Più scettico Carmine Pinto, presidente Aiom, per il quale il rapporto Iarc offre «una non fotografia della situazione attuale». «Ciò che è emerso dall'Agenzia Iarc e che è stato pubblicato su "Lancet Oncology" costituisce un importante documento scientifico» premette il presidente Aiom. «Il punto» precisa «è che tale documento non si basa su uno studio ma è costituito da una raccolta di dati pubblicati molti anni fa, risalenti anche agli anni '60 e relativi a situazioni molto diverse, in cui sono coinvolti anche molti fattori confondenti (per esempio le popolazioni esaminate non mangiano solo carne rossa o insaccati) . Per cui» osserva Pinto «ne viene fuori non una fotografia della situazione attuale ma di una situazione pregressa, legata soprattutto all'uso di concentrazioni diverse di vari additivi e di sistemi di conservazione degli alimenti piuttosto differenti da quelli che sono impiegati adesso». Questo è solo il primo rilievo avanzato da Pinto. Il secondo è forse ancora più decisivo. «I tumori che dovrebbero aumentare secondo il rapporto sono quelli dello stomaco e del colon retto» ricorda. «C'è da dire che il tumore dello stomaco ha ridotto l'impatto sulla vita di 20 anni e l'incidenza del tumore del colon retto, dopo un aumento legato agli screening, si sta riducendo: quindi non c'è questo aumento di tumori del colon retto e dello stomaco che dovrebbero essere introdotti dal consumo delle carni. Resta in effetti la problematica legata alla cottura degli alimenti e in particolare al benzopirene e agli idrossicarburi policiclici che vengono prodotti dalla combustione. Riguardo al dato delle carni rosse, lo Iarc lo qualifica come categoria 2A: non è un dato certo, dunque, ma probabile. Ciò che soprattutto viene specificato alla fine è che dobbiamo limitare l'uso della carne. Per cui resta valido il consiglio di una dieta mediterranea equilibrata, basata su una cultura dell'alimentazione caratterizzata da un consumo di carni e insaccati un paio di volte alla settimana con aggiunta di verdura, frutta, fibre, olio d'oliva».

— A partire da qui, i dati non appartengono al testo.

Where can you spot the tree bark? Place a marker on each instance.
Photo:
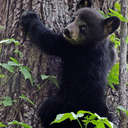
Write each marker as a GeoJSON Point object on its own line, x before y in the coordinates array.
{"type": "Point", "coordinates": [123, 65]}
{"type": "Point", "coordinates": [55, 14]}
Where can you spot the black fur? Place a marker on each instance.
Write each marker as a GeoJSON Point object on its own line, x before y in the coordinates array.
{"type": "Point", "coordinates": [85, 67]}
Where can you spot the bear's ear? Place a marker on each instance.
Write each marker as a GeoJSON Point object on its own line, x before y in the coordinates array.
{"type": "Point", "coordinates": [110, 25]}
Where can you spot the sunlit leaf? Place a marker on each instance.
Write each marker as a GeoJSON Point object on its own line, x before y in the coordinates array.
{"type": "Point", "coordinates": [2, 125]}
{"type": "Point", "coordinates": [26, 73]}
{"type": "Point", "coordinates": [7, 101]}
{"type": "Point", "coordinates": [24, 125]}
{"type": "Point", "coordinates": [26, 99]}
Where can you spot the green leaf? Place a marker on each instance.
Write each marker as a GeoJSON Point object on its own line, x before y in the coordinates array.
{"type": "Point", "coordinates": [113, 77]}
{"type": "Point", "coordinates": [51, 78]}
{"type": "Point", "coordinates": [7, 101]}
{"type": "Point", "coordinates": [117, 14]}
{"type": "Point", "coordinates": [2, 125]}
{"type": "Point", "coordinates": [14, 60]}
{"type": "Point", "coordinates": [19, 123]}
{"type": "Point", "coordinates": [121, 108]}
{"type": "Point", "coordinates": [8, 67]}
{"type": "Point", "coordinates": [9, 41]}
{"type": "Point", "coordinates": [127, 39]}
{"type": "Point", "coordinates": [117, 6]}
{"type": "Point", "coordinates": [26, 73]}
{"type": "Point", "coordinates": [18, 52]}
{"type": "Point", "coordinates": [2, 75]}
{"type": "Point", "coordinates": [1, 27]}
{"type": "Point", "coordinates": [26, 99]}
{"type": "Point", "coordinates": [62, 117]}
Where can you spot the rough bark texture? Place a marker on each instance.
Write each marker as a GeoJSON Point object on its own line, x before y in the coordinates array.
{"type": "Point", "coordinates": [55, 14]}
{"type": "Point", "coordinates": [123, 65]}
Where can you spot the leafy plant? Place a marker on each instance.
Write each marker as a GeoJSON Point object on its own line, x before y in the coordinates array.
{"type": "Point", "coordinates": [2, 125]}
{"type": "Point", "coordinates": [7, 101]}
{"type": "Point", "coordinates": [113, 77]}
{"type": "Point", "coordinates": [26, 99]}
{"type": "Point", "coordinates": [9, 41]}
{"type": "Point", "coordinates": [121, 108]}
{"type": "Point", "coordinates": [24, 125]}
{"type": "Point", "coordinates": [15, 122]}
{"type": "Point", "coordinates": [115, 40]}
{"type": "Point", "coordinates": [1, 27]}
{"type": "Point", "coordinates": [13, 64]}
{"type": "Point", "coordinates": [99, 122]}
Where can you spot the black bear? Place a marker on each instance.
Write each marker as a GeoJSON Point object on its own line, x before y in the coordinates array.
{"type": "Point", "coordinates": [87, 56]}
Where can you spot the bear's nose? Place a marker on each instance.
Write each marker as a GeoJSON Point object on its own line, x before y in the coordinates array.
{"type": "Point", "coordinates": [67, 33]}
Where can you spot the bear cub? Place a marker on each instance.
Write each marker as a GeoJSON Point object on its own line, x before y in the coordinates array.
{"type": "Point", "coordinates": [87, 57]}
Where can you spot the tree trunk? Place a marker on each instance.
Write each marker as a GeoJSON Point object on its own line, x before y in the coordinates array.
{"type": "Point", "coordinates": [123, 65]}
{"type": "Point", "coordinates": [55, 14]}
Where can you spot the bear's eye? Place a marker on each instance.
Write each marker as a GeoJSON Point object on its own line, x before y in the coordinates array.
{"type": "Point", "coordinates": [83, 28]}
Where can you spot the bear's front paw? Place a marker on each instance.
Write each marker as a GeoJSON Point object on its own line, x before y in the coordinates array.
{"type": "Point", "coordinates": [27, 18]}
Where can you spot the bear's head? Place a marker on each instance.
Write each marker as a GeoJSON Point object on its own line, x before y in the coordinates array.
{"type": "Point", "coordinates": [90, 26]}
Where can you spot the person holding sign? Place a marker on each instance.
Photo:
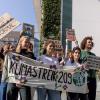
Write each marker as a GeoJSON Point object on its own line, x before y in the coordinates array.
{"type": "Point", "coordinates": [12, 88]}
{"type": "Point", "coordinates": [52, 61]}
{"type": "Point", "coordinates": [86, 46]}
{"type": "Point", "coordinates": [74, 63]}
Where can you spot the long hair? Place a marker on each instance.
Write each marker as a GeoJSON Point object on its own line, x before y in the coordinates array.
{"type": "Point", "coordinates": [84, 41]}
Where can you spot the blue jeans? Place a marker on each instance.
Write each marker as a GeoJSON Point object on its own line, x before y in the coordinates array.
{"type": "Point", "coordinates": [3, 88]}
{"type": "Point", "coordinates": [12, 92]}
{"type": "Point", "coordinates": [52, 94]}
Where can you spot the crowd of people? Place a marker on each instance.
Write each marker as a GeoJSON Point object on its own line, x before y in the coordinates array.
{"type": "Point", "coordinates": [75, 57]}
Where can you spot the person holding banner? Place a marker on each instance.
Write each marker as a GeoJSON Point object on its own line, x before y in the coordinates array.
{"type": "Point", "coordinates": [3, 85]}
{"type": "Point", "coordinates": [75, 62]}
{"type": "Point", "coordinates": [86, 46]}
{"type": "Point", "coordinates": [52, 61]}
{"type": "Point", "coordinates": [12, 88]}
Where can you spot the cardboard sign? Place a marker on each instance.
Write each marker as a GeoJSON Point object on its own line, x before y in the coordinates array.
{"type": "Point", "coordinates": [7, 24]}
{"type": "Point", "coordinates": [38, 75]}
{"type": "Point", "coordinates": [70, 35]}
{"type": "Point", "coordinates": [28, 30]}
{"type": "Point", "coordinates": [5, 18]}
{"type": "Point", "coordinates": [93, 62]}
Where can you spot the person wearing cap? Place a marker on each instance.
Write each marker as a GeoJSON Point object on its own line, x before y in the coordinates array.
{"type": "Point", "coordinates": [86, 47]}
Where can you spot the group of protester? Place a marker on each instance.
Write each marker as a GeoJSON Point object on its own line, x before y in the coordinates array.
{"type": "Point", "coordinates": [75, 57]}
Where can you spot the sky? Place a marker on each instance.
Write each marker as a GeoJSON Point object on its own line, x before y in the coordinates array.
{"type": "Point", "coordinates": [86, 21]}
{"type": "Point", "coordinates": [22, 10]}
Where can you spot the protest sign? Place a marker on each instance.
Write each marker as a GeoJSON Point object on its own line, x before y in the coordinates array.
{"type": "Point", "coordinates": [7, 24]}
{"type": "Point", "coordinates": [93, 62]}
{"type": "Point", "coordinates": [28, 30]}
{"type": "Point", "coordinates": [70, 35]}
{"type": "Point", "coordinates": [40, 75]}
{"type": "Point", "coordinates": [5, 18]}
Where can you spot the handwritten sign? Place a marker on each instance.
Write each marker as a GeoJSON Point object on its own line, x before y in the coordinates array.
{"type": "Point", "coordinates": [38, 75]}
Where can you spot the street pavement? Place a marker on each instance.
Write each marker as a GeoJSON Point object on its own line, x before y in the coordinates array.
{"type": "Point", "coordinates": [64, 96]}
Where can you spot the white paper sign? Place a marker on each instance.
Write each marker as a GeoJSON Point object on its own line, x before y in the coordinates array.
{"type": "Point", "coordinates": [7, 24]}
{"type": "Point", "coordinates": [36, 75]}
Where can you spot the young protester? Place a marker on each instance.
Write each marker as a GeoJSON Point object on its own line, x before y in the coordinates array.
{"type": "Point", "coordinates": [1, 62]}
{"type": "Point", "coordinates": [3, 85]}
{"type": "Point", "coordinates": [86, 46]}
{"type": "Point", "coordinates": [52, 61]}
{"type": "Point", "coordinates": [13, 89]}
{"type": "Point", "coordinates": [73, 61]}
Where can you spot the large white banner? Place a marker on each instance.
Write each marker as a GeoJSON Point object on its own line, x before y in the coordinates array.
{"type": "Point", "coordinates": [93, 62]}
{"type": "Point", "coordinates": [37, 74]}
{"type": "Point", "coordinates": [7, 24]}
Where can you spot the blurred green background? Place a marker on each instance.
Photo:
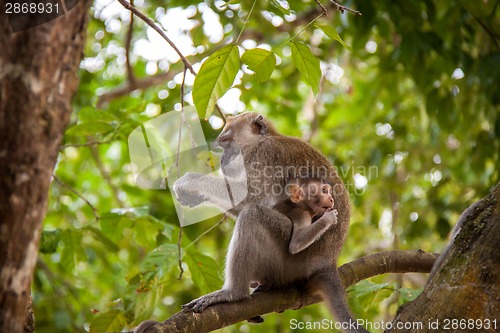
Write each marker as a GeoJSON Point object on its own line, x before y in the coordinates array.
{"type": "Point", "coordinates": [408, 110]}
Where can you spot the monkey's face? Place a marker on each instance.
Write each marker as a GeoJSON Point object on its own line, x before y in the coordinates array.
{"type": "Point", "coordinates": [244, 130]}
{"type": "Point", "coordinates": [318, 197]}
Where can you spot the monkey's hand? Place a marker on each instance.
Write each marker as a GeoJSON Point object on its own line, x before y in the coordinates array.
{"type": "Point", "coordinates": [186, 190]}
{"type": "Point", "coordinates": [330, 216]}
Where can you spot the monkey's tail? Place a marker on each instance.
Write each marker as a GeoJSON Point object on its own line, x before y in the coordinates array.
{"type": "Point", "coordinates": [328, 285]}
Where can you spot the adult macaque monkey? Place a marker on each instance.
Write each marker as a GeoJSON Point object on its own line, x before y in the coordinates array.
{"type": "Point", "coordinates": [308, 198]}
{"type": "Point", "coordinates": [258, 251]}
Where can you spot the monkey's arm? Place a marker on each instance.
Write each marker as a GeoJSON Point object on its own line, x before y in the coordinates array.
{"type": "Point", "coordinates": [226, 192]}
{"type": "Point", "coordinates": [303, 237]}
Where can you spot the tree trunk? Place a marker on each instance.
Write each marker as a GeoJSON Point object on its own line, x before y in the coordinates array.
{"type": "Point", "coordinates": [463, 291]}
{"type": "Point", "coordinates": [38, 78]}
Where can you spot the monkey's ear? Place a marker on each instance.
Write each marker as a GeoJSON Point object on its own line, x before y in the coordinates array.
{"type": "Point", "coordinates": [296, 193]}
{"type": "Point", "coordinates": [259, 126]}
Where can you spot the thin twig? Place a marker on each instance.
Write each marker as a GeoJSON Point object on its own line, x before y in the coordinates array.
{"type": "Point", "coordinates": [69, 188]}
{"type": "Point", "coordinates": [150, 22]}
{"type": "Point", "coordinates": [322, 7]}
{"type": "Point", "coordinates": [177, 161]}
{"type": "Point", "coordinates": [105, 175]}
{"type": "Point", "coordinates": [341, 8]}
{"type": "Point", "coordinates": [128, 41]}
{"type": "Point", "coordinates": [308, 24]}
{"type": "Point", "coordinates": [246, 21]}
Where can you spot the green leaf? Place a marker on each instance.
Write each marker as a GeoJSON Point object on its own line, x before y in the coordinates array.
{"type": "Point", "coordinates": [204, 271]}
{"type": "Point", "coordinates": [146, 303]}
{"type": "Point", "coordinates": [73, 251]}
{"type": "Point", "coordinates": [283, 10]}
{"type": "Point", "coordinates": [89, 128]}
{"type": "Point", "coordinates": [369, 293]}
{"type": "Point", "coordinates": [332, 33]}
{"type": "Point", "coordinates": [307, 64]}
{"type": "Point", "coordinates": [408, 295]}
{"type": "Point", "coordinates": [261, 61]}
{"type": "Point", "coordinates": [99, 235]}
{"type": "Point", "coordinates": [216, 76]}
{"type": "Point", "coordinates": [163, 258]}
{"type": "Point", "coordinates": [50, 240]}
{"type": "Point", "coordinates": [111, 321]}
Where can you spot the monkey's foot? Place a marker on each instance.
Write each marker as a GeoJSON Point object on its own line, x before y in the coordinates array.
{"type": "Point", "coordinates": [221, 296]}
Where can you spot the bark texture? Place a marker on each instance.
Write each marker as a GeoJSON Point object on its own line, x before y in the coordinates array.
{"type": "Point", "coordinates": [38, 78]}
{"type": "Point", "coordinates": [463, 292]}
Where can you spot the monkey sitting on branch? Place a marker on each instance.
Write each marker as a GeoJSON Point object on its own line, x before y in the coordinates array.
{"type": "Point", "coordinates": [258, 250]}
{"type": "Point", "coordinates": [307, 199]}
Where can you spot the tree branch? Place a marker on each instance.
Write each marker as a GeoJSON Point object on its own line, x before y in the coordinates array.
{"type": "Point", "coordinates": [150, 22]}
{"type": "Point", "coordinates": [225, 314]}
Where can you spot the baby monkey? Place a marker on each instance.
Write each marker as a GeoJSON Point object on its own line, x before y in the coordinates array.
{"type": "Point", "coordinates": [307, 199]}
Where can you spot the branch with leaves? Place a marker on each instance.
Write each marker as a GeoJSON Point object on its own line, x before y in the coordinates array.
{"type": "Point", "coordinates": [225, 314]}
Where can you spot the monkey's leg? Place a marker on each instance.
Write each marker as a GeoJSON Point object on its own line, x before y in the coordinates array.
{"type": "Point", "coordinates": [327, 284]}
{"type": "Point", "coordinates": [302, 238]}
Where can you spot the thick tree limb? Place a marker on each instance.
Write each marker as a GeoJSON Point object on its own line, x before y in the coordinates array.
{"type": "Point", "coordinates": [225, 314]}
{"type": "Point", "coordinates": [463, 291]}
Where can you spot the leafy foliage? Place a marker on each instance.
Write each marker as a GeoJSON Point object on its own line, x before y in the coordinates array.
{"type": "Point", "coordinates": [409, 114]}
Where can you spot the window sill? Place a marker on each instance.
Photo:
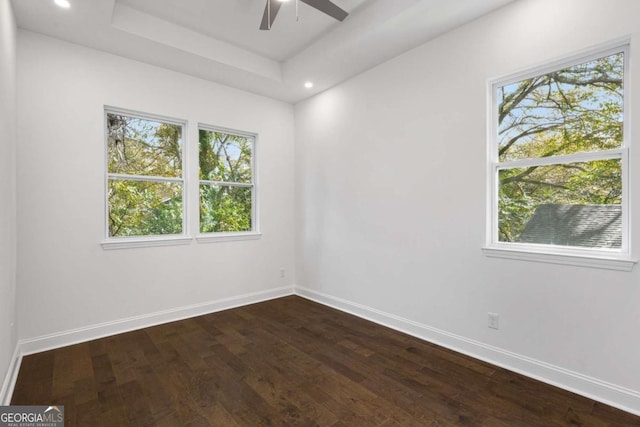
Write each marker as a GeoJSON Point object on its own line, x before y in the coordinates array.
{"type": "Point", "coordinates": [603, 261]}
{"type": "Point", "coordinates": [146, 242]}
{"type": "Point", "coordinates": [227, 237]}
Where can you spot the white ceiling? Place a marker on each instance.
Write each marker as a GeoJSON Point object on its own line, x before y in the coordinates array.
{"type": "Point", "coordinates": [219, 40]}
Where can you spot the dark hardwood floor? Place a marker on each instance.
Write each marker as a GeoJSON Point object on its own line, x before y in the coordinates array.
{"type": "Point", "coordinates": [289, 362]}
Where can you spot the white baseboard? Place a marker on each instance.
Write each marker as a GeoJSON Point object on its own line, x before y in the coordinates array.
{"type": "Point", "coordinates": [10, 379]}
{"type": "Point", "coordinates": [88, 333]}
{"type": "Point", "coordinates": [593, 388]}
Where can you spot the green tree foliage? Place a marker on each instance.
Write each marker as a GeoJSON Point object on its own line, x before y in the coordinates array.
{"type": "Point", "coordinates": [573, 110]}
{"type": "Point", "coordinates": [140, 152]}
{"type": "Point", "coordinates": [225, 182]}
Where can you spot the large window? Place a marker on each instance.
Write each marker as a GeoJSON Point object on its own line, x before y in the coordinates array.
{"type": "Point", "coordinates": [227, 188]}
{"type": "Point", "coordinates": [145, 184]}
{"type": "Point", "coordinates": [558, 158]}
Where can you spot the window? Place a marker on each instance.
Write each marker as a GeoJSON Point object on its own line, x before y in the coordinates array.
{"type": "Point", "coordinates": [558, 159]}
{"type": "Point", "coordinates": [227, 187]}
{"type": "Point", "coordinates": [145, 169]}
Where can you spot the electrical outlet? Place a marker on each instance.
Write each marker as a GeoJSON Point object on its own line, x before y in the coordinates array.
{"type": "Point", "coordinates": [494, 320]}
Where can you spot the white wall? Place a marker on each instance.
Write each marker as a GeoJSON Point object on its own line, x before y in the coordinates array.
{"type": "Point", "coordinates": [7, 186]}
{"type": "Point", "coordinates": [391, 200]}
{"type": "Point", "coordinates": [66, 280]}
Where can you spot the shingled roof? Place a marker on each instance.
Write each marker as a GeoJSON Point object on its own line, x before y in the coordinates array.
{"type": "Point", "coordinates": [597, 226]}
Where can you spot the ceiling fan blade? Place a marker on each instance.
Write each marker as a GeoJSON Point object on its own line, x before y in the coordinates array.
{"type": "Point", "coordinates": [327, 7]}
{"type": "Point", "coordinates": [275, 7]}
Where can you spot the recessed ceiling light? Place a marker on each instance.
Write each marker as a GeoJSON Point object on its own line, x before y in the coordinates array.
{"type": "Point", "coordinates": [63, 3]}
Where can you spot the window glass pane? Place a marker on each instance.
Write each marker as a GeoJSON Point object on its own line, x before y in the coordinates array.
{"type": "Point", "coordinates": [575, 109]}
{"type": "Point", "coordinates": [576, 204]}
{"type": "Point", "coordinates": [143, 147]}
{"type": "Point", "coordinates": [225, 157]}
{"type": "Point", "coordinates": [141, 208]}
{"type": "Point", "coordinates": [225, 208]}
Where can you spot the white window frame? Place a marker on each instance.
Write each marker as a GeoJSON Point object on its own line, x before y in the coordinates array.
{"type": "Point", "coordinates": [615, 259]}
{"type": "Point", "coordinates": [254, 233]}
{"type": "Point", "coordinates": [125, 242]}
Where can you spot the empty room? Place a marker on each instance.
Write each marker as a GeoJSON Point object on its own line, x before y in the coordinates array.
{"type": "Point", "coordinates": [319, 213]}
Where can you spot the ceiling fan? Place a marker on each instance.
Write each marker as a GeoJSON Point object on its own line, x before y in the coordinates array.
{"type": "Point", "coordinates": [326, 6]}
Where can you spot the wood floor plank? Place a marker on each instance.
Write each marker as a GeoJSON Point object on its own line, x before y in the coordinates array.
{"type": "Point", "coordinates": [290, 362]}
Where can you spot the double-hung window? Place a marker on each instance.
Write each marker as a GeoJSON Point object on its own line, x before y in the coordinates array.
{"type": "Point", "coordinates": [227, 183]}
{"type": "Point", "coordinates": [145, 177]}
{"type": "Point", "coordinates": [558, 168]}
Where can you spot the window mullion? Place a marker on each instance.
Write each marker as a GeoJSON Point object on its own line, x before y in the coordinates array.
{"type": "Point", "coordinates": [558, 160]}
{"type": "Point", "coordinates": [150, 178]}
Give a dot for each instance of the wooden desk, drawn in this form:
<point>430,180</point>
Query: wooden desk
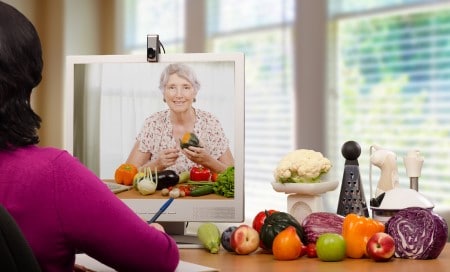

Di tutt'altro avviso Franco Berrino, dell'Istituto nazionale tumori per il quale il rapporto Iarc «fornisce evidenze scientifiche e aggiunge autorevolezza a ciò che già si sapeva. Era già noto» continua «che i salumi sono causa di cancro, semplicemente l'Agenzia internazionale della ricerca sul cancro (Iarc) ha deciso di fare una monografia come quelle che periodicamente emette sulle diverse sostanze: in realtà sono sempre molto prudenti e lo sono stati anche in questo caso». L'Agenzia si è attenuta a una stima media del 18% di aumento del rischio per 50 grammi giornalieri di carne lavorata; «per la carne rossa non trasformata - fa notare Berrino - per avere lo stesso rischio le dosi sono superiori, ma in genere si mangiano i salumi in quantità inferiore e l'ordine di grandezza del rischio per porzione è molto simile». Berrino indica anche alcuni meccanismi cancerogeni della carne rossa: «Il principale è il suo essere ricca di ferro in una forma particolarmente ossidante, che favorisce la produzione di sostanze cancerogene nell'intestino. Quindi, se proprio uno non vuole abolire la carne rossa, è bene che ne mangi poca e che nello stesso piatto metta tante verdure che contengono antiossidanti».